Maurice Boisart, maire de Cousolre, arrive le 17 février 2012 au tribunal d'Avesnes-sur-Helpe (Nord) pour y être jugé.
Maurice Boisart, maire de Cousolre, arrive le 17 février 2012 au tribunal d'Avesnes-sur-Helpe (Nord) pour y être jugé. (FRANCOIS LO PRESTI / AFP)

La solidarité des maires l'a convaincu de poursuivre son combat. Condamné vendredi 17 février à une amende de 1 000 euros avec sursis pour avoir giflé un adolescent, le maire de Cousolre (Nord) a décidé de faire appel, mercredi. "J'ai annoncé [à mes élus] que je faisais appel, avec le soutien de l'AMF [l'Association des maires de France], qui mettait à ma disposition [son] service juridique, [son] service financier." 

Depuis "la sentence, j'ai des centaines et des centaines de mails et de lettres de soutien de pratiquement tous les maires de France", a indiqué Maurice Boisart. Il y a des "citoyens lambda aussi qui m'écrivent, tout le monde me dit de ne rien lâcher". L'Association des maires du Nord (AMN) a par ailleurs "décidé de se constituer partie civile à ses côtés, pour le soutenir", selon son directeur, Serge Martin.
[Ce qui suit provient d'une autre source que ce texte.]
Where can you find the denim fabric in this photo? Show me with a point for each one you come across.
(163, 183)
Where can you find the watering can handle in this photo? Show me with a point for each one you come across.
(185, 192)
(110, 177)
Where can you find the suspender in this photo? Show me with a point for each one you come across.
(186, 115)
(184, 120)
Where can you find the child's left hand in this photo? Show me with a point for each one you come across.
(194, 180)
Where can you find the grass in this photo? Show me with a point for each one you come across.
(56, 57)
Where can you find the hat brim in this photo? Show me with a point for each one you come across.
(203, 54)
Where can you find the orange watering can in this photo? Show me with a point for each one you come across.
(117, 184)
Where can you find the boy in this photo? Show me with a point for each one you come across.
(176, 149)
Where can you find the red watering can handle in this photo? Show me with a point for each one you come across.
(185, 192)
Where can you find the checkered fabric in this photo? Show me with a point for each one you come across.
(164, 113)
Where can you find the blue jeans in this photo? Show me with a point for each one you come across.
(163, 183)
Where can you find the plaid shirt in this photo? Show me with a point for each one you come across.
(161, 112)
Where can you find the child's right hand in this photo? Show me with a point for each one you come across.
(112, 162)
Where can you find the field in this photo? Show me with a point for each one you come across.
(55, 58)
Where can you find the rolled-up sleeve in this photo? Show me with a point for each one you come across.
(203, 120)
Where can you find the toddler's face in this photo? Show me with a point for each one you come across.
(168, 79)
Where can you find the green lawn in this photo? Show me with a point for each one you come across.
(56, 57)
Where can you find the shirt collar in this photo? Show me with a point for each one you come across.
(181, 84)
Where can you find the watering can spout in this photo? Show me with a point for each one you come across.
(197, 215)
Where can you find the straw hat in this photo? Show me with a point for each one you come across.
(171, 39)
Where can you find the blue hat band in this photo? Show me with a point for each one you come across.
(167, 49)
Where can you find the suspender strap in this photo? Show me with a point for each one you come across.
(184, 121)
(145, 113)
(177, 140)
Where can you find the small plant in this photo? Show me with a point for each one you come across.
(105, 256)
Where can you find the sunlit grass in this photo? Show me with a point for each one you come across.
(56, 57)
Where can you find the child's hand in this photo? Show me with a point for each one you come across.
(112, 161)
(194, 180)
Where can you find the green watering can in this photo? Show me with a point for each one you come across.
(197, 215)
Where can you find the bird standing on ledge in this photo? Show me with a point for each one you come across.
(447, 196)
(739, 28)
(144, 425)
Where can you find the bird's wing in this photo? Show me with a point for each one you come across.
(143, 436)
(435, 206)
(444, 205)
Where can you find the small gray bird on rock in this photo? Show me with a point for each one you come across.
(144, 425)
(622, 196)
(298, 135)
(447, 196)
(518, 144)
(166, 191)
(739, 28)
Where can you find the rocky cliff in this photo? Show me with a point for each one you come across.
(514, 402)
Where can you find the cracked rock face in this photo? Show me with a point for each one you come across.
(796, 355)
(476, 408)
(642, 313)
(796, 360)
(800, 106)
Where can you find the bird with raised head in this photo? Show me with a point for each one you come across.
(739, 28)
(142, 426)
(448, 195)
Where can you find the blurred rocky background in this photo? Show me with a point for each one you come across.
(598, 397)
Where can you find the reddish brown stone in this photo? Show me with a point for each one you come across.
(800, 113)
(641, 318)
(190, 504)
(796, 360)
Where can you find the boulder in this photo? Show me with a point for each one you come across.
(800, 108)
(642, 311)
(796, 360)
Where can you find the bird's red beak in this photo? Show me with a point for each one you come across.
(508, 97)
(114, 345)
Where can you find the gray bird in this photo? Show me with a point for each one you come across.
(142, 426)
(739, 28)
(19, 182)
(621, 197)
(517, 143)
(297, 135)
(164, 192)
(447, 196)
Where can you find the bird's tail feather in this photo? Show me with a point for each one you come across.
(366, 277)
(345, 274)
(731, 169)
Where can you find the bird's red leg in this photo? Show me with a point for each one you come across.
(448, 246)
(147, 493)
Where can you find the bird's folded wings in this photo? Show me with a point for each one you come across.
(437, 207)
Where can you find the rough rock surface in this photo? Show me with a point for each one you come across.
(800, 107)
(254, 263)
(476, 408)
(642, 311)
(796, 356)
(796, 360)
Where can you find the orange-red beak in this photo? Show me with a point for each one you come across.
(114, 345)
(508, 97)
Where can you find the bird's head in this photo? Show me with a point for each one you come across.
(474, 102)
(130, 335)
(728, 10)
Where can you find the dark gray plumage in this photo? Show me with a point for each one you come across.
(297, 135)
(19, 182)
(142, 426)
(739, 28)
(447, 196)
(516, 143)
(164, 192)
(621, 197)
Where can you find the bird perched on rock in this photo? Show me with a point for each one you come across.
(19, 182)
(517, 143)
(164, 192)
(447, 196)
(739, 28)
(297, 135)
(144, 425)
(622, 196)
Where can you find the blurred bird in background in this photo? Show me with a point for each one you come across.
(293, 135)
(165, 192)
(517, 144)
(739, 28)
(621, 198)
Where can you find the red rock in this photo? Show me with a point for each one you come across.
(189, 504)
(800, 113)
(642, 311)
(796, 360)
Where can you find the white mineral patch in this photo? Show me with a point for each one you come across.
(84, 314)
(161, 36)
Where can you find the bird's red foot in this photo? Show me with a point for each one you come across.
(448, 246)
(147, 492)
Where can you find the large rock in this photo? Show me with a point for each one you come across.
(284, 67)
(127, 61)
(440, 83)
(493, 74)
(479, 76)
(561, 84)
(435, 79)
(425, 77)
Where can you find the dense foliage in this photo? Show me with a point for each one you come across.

Vendredi, le tribunal d'Avesnes-sur-Helpe avait condamné Maurice Boisart à 1 000 euros d'amende avec sursis, à 250 euros de dommages et intérêts, et au paiement des frais de justice de la partie plaignante.  Le 24 août 2010, l'édile âgé de 62 ans avait giflé un adolescent de 16 ans alors que ce dernier escaladait un grillage pour récupérer un ballon tombé dans un terrain communal. Selon le maire, qui avait déjà été confronté au jeune homme, ce dernier aurait proféré des menaces de mort après l'avoir insulté.